05/02/2025 08:45
La Futura Rosolini non molla la presa, sbanca Scicli, si conferma, al terzo posto e mette nel mirino la sfida interna contro l’Aretusa 94. Analizza il momento felice della formazione guidata da Peppe Spadaro, Matteo Ciccazzo (’04, universale) 13 gol segnati tra campionato e Coppa Italia.
-Sabato a Scicli avete centrato un’importante vittoria esterna che vi consente di tenere il passo delle prime e consolidare il terzo posto.
“Siamo andati a Scicli con uno solo risultato in testa, non potevamo sbagliare perché dobbiamo tenere il passo di Ferla e Holimpia Siracusa: siamo scesi in campo convinti e ci siamo portati i tre punti a Rosolini”.
-Dopo la vittoria della Final Four avete ripreso a viaggiare a ritmi altissimi: nel girone di ritorno siete a punteggio pieno…

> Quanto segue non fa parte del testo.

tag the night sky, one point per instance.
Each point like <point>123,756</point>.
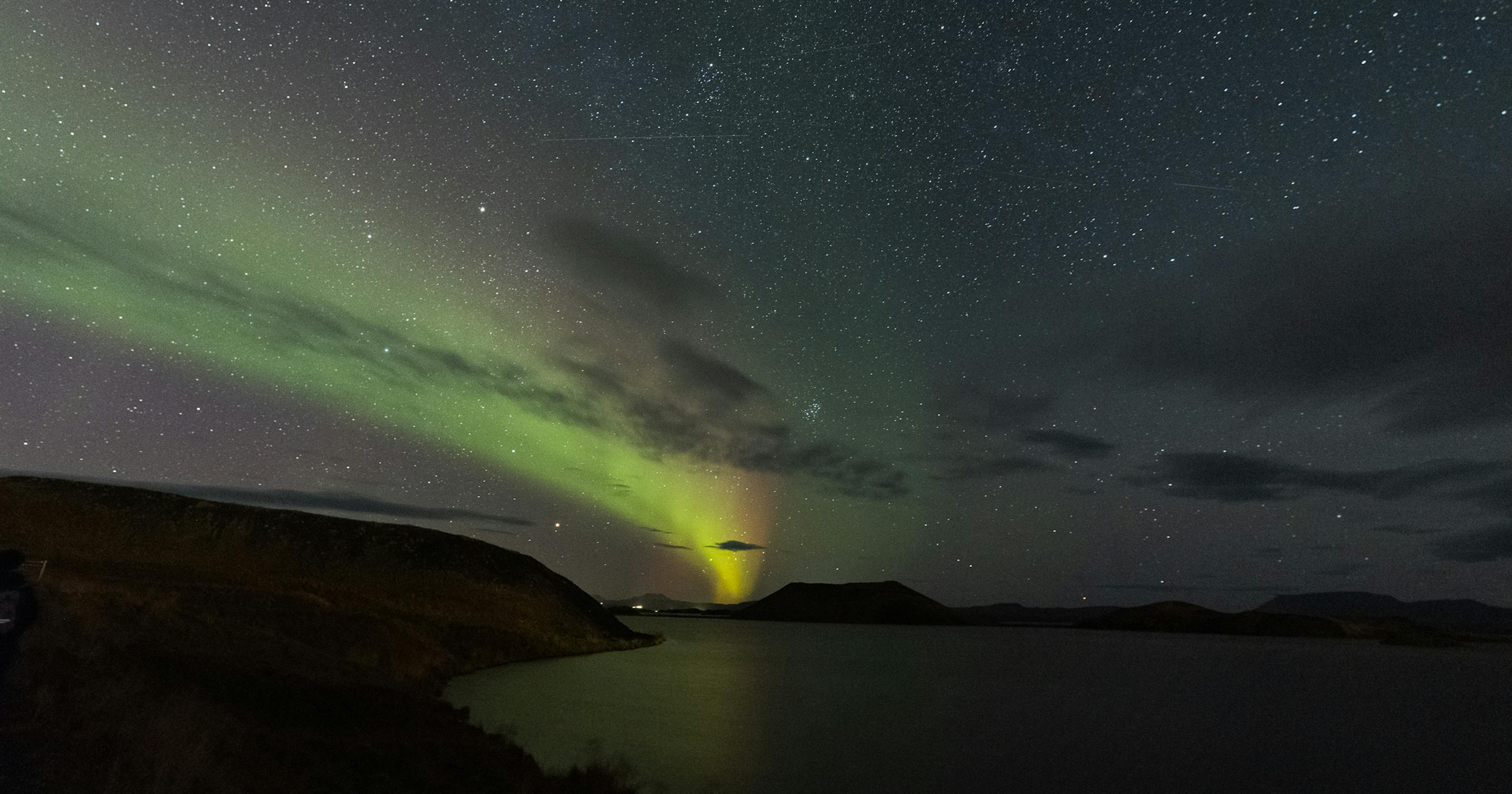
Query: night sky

“Esattamente la vittoria della Final Four ci ha gasati e motivati a fare sempre più bene”.
-Senza le tre sconfitte di seguito con Viagrande e Meriense (in trasferta) e Carlentini (in casa), sareste ancora più in alto in classifica; resta il fatto che senza proclami e con un roster non paragonabile a quelle delle altre prime della classe, riuscite a centrare risultati oltre le previsioni: si pensi al Coppa Italia ma anche al campionato. Qual è il vostro segreto?
“Oltre alle tre sconfitte penso, soprattutto, ai pareggi che Ferla e Holimpia hanno conquistato negli ultimi 30 secondi effettivi di gara, però nessun rimpianto: il futsal è pure questo, devi giocare fino alla fine altrimenti queste rimonte possono succedere. Il nostro segreto? L'allenamento, la famiglia e il gruppo che si è creato!”.
-Sabato vi aspetta lo scontro interno contro l’Aretusa, ultima in classifica che, a sorpresa, nell’ultimo turno ha imposto il pareggio ad un ambizioso Viagrande...
“Sabato ci aspetta una partita importante per continuare la striscia di vittorie, non dobbiamo sottovalutare l’Aretusa perché anche loro sono una bella squadra: dobbiamo scendere in campo convinti e dobbiamo lasciare i punti a Rosolini”.